Data breaches are a large and costly threat for healthcare providers, which so far have been unable to cope with existing and new challenges of securing patient data. That’s a key finding of the Third Annual Benchmark Study on Patient Privacy & Data Security, released by the Traverse City, Mich.-based Ponemon Institute and sponsored by ID Experts, Portland, Ore.
The survey presents findings based on self-reported benchmark survey returns from 80 organizations, including hospitals and clinics that are part of a healthcare network (46 percent), integrated health delivery systems (36 percent), and standalone hospitals or clinics (19 percent). The survey results are skewed to larger organizations, and exclude very small provider organizations including local clinics and medical practitioners. The survey methods targeted individuals who are currently involved in data protection, security, privacy, or compliance.
The study found that data breaches are pervasive, with 94 percent of the organizations having suffered at least one data breach, and 45 percent having experienced more than five data breaches, during the last two years. Estimated costs for the U.S. healthcare industry are estimated at nearly $7 billion annually, based on the information supplied by the respondent organizations.
Fifty-four percent of the respondents said they had little or no confidencs that they can detect all patient data or theft. Overall data breaches are growing,” says Larry Ponemon, Ph.D., chairman and founder of the Ponemon Institute, who adds that, at least in the healthcare industry, people are somewhat fatalistic, with the perception that they can’t get their arms around the problem completely. “I’m not saying they are giving up, but they are not confident they can deal with these threats,” he says.
A Widespread and Costly Problem
According to the report, the percentage of organizations that have experienced a data breach has increased since the survey was first conducted in 2010, and there are also more organizations reporting multiple data breaches. The economic impact of one or more data breaches of responding organizations ranges from $10,000 to more than $1 million over a two-year period; and the average economic impact of data breaches over the past two years is $2.4 million, an increase of almost $400,000—about 15 percent—since the study was first done in 2010. Data breaches costing more than $500,000 have increased from 48 percent of healthcare organizations participating in the study in 2010 to 57 percent in this year’s study.
While the size of some breaches is small, provider organizations should not be complacent, because even a small data breach can be indicative of a larger problem, cautions Ponemon. “The fact that there is leakage of data is like a ship that starts to leak—sooner or later it sinks,” he says.
Insider negligence is at the root cause of data breaches, with the primary cause of breaches in the study being lost or stolen computing devices (46 percent), followed by employee mistakes or unintentional actions (42 percent), and third-party snafus (42 percent). Not all causes have been benign: there has also been a large jump in criminal attacks, from 20 percent in 2010 to 33 percent this year.
Medical files and insurance records are the types of information most often lost or stolen, and 70 percent say that protected health information (PHI) is at increased risk, followed by financial identity (61 percent) and medical identity theft (59 percent). More than half (52 percent) of respondents say their organizations had one or more incidents involving medical identity theft. While only 18 percent said the theft was the result of a data breach, another 32 percent were unsure—partly because only a third of respondents said their organizations have sufficient controls in place to detect medical identity theft.

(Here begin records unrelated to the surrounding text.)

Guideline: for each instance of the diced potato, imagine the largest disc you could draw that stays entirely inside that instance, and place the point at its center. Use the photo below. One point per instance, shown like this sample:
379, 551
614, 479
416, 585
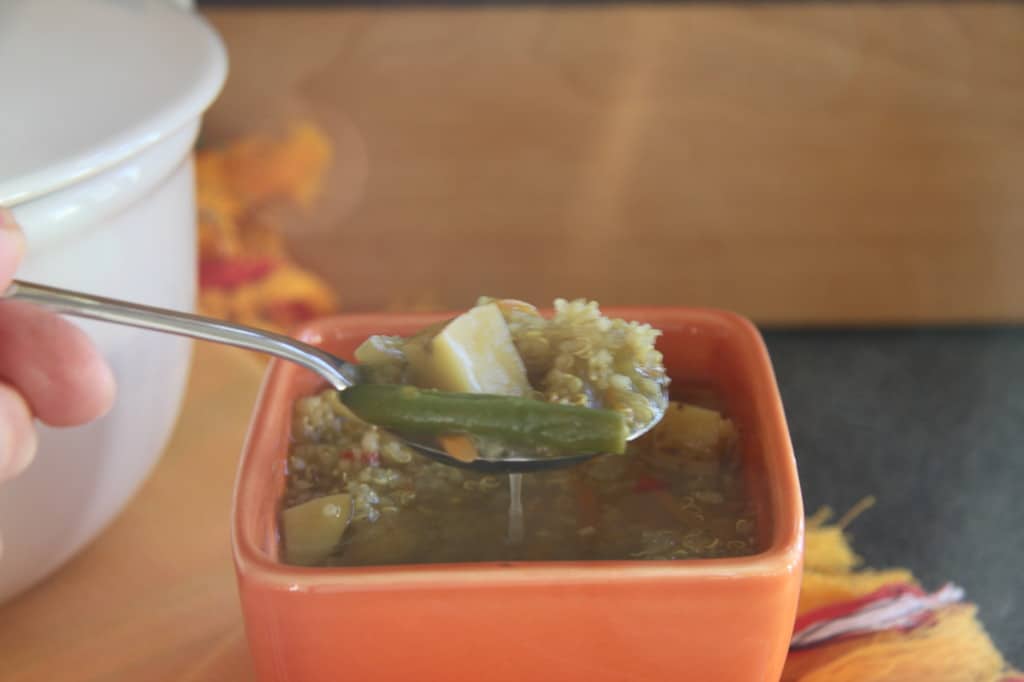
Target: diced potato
313, 528
694, 431
474, 353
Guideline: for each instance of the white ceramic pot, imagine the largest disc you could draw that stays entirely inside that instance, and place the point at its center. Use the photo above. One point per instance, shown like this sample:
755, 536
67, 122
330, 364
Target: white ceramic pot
99, 110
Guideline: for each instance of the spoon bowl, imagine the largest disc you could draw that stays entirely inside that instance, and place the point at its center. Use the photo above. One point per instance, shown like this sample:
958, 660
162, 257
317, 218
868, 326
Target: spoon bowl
339, 373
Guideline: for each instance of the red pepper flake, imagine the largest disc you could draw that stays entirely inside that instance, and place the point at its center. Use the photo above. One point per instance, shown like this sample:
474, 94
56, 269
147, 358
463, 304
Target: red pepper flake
649, 484
232, 272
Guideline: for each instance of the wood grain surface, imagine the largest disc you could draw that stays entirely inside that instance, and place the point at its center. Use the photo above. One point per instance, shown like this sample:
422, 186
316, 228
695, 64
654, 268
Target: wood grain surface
798, 163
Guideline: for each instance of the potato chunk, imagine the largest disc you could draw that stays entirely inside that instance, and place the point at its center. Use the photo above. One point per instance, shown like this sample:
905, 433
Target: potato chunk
473, 353
313, 528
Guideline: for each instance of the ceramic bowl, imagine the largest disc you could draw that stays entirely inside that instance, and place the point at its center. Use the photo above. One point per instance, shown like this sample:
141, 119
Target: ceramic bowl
98, 172
708, 620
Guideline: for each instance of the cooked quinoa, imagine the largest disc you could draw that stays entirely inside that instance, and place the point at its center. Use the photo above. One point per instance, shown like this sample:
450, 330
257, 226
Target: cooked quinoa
577, 356
680, 495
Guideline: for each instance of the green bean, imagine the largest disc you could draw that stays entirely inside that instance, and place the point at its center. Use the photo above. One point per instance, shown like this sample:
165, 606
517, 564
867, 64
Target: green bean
513, 421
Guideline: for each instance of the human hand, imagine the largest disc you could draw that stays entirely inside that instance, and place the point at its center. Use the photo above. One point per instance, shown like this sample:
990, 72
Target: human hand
49, 369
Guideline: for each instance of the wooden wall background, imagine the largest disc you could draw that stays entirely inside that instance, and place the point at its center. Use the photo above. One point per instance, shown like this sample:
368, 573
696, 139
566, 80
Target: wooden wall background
799, 163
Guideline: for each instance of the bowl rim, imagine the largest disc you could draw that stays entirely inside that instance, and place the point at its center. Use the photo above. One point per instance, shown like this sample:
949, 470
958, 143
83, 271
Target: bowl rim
782, 556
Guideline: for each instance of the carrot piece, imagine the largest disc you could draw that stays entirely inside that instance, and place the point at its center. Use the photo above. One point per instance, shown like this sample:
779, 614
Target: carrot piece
459, 446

“We are very interested in medical identity theft; it’s a big issue that is on the rise,” Ponemon says. “Hospitals have detected this as an emerging threat.”
Larry Ponemon, Ph.D.
On the other hand, respondents are somewhat more confident that patient billing information is susceptible to data loss or theft this year (29 percent said billing information is at risk compared to the year before (39 percent). Similarly, the susceptibility of patient medical records declined from 25 percent of respondents who believed that this type of information was most at risk in 2011 to 15 percent who believed so this year. This is in contrast to a much higher percentage of respondents who believed that employee records have become more susceptible to data loss or theft (an increase from 9 percent in 2011 to 21 percent this year).
Coping with Technology Trends
The rising trends of mobility and employee use of their own devices at work are posing challenges to CIOs. Eighty-one percent of organizations permit their employees and medical staff to use their own medical devices, such as smartphones and tablet computers, to connect with the organizations’ networks or enterprise systems. On average a little over half (51 percent) of employees bring their devices to the facility, yet 46 percent of respondents say their organizations do not do anything to secure the devices. “We were shocked by that,” Ponemon says, noting that 54 percent of respondents are not confident that the personally-owned mobile devices are secure. This year, 18 percent of respondents said a breach occurred due to lost or stolen mobile devices, more than double last year’s number (7 percent).